The first memory hit him like a physical blow—raw anguish and panic as a younger Boris frantically called the police about his missing wife, then the desperation in his voice when they told him he had to wait twenty-four hours to file a missing person's report. The image of him rushing out of the house with little Jasmine and driving around with her in the back seat, then running around with her hugged to his chest while showing Kyra's photo to anyone who might have seen her.

The memory of little Jasmine crying for her mother twisted something in Max's chest. Then came the scene of Boris clutching Kyra's photo at night and sobbing into his pillow.

"They took her!" The words echoed through the memory, repeated desperately. "She said that they would come for her. What am I going to do?"

"Max?" Jasmine's worried voice pulled him out of Boris's head. "What's going on?"

He met her concerned gaze, then looked at Boris with newfound compassion. "Someone took your mother. Who took her, Boris? Who took Kyra?"

"Her family." The words seemed to be torn from him. "She said that they would come looking for her and that if they found out that she had married a Christian, they would kill her."

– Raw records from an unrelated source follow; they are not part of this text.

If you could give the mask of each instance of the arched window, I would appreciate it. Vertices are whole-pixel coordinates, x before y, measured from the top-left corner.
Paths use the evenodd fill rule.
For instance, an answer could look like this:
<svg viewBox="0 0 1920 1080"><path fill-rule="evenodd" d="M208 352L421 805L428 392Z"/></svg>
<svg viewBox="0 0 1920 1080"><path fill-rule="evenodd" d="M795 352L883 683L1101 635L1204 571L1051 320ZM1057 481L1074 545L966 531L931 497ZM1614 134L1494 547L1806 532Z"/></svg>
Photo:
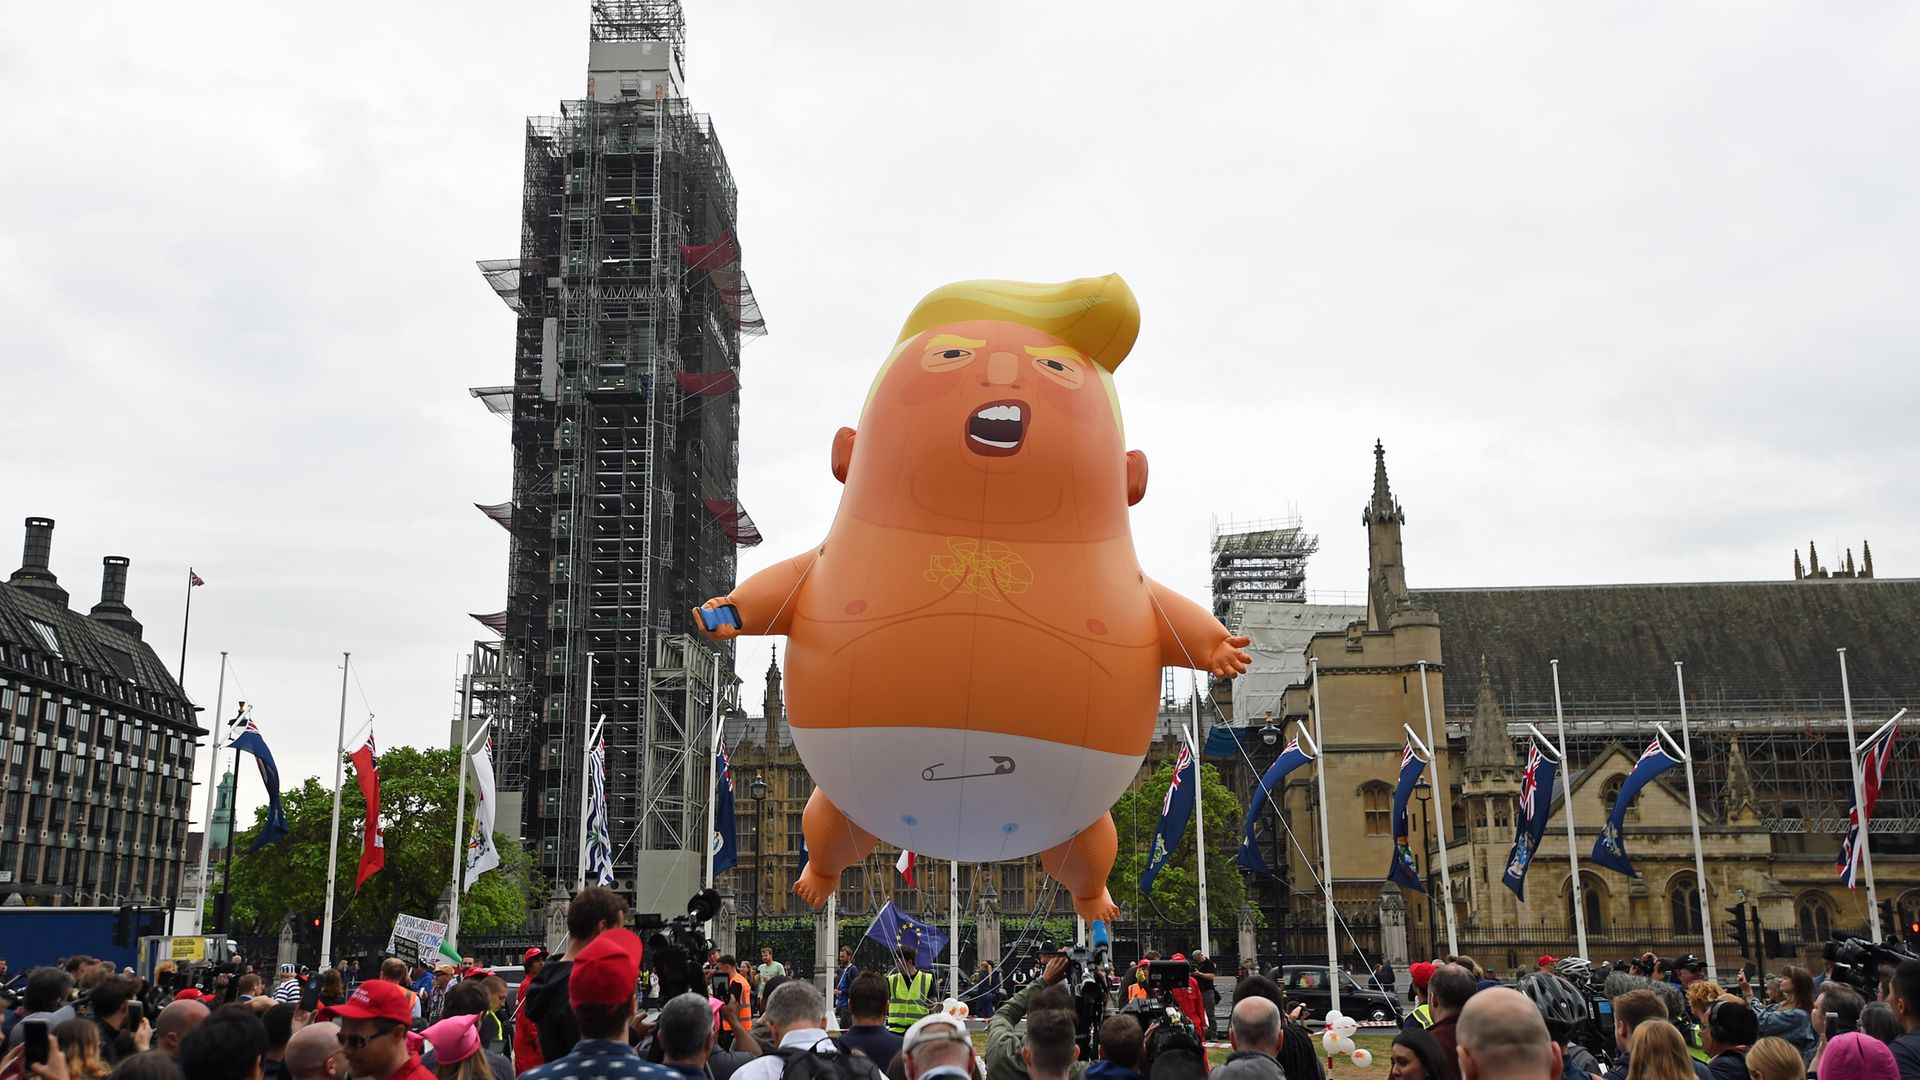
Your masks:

"But they didn't," Jasmine protested. "She sent you signed divorce papers from Iran."

Lost in the haze of whiskey and old grief, Boris didn't notice his daughter's inexplicable knowledge of events he'd never shared with her.

"They must have forced her to do that and then killed her. She said they would." Tears tracked down his weathered face. "They killed my Kyra."

Max felt his own throat tighten as Jasmine moved to embrace her father. The man folded into her arms, decades of grief pouring out in harsh sobs.

The scene shifted something in Max.

He'd come prepared to find a difficult man, perhaps even a cruel one, based on how Jasmine had described him. Instead, he found someone broken by loss, someone whose harshness might have stemmed from the pain of unhealed wounds.

When Jasmine turned to Brundar, her own cheeks wet with tears, Max already knew what she would ask. "Can you make him forget?"

Brundar nodded, understanding what she was asking. Taking away those old memories of pain was impossible, but Brundar could erase the memory of this meeting and of Boris telling his daughter about her mother.

Max studied Boris's face, seeing now how the years of carrying this burden had carved deep lines around his mouth and eyes. The man had lost his wife and had probably lived in fear of her family coming after Jasmine. He had pushed his daughter away not only because she reminded him so much of Kyra but also because he was afraid that if she was taken from him, he would break apart and never come together again.

It was a cowardly notion, and Boris should have been stronger for the sake of his daughter. He should have showered her with love to compensate for the mother she'd lost. Instead, he had remarried and hoped his new wife would fill the void Kyra had left behind.

He could have done better, but he was just a flawed man, and Max still felt compassion for him.

The revelation that Kyra's family had taken her changed everything they'd thought they knew. If her relatives had initially taken her against her will, perhaps she had later chosen to stay with them to protect Boris and Jasmine.

As Brundar moved closer to Boris and started whispering soothing words that Max was surprised the Guardian was capable of, Jasmine walked over to her mate and sat down beside him.

When Ell-rom wrapped his arm around her, she turned her face into his chest and cried.

It seemed that Kyra's story was much more complex than they had expected. More pieces of the puzzle had been discovered today, but, regrettably, none that pointed toward where she could be found.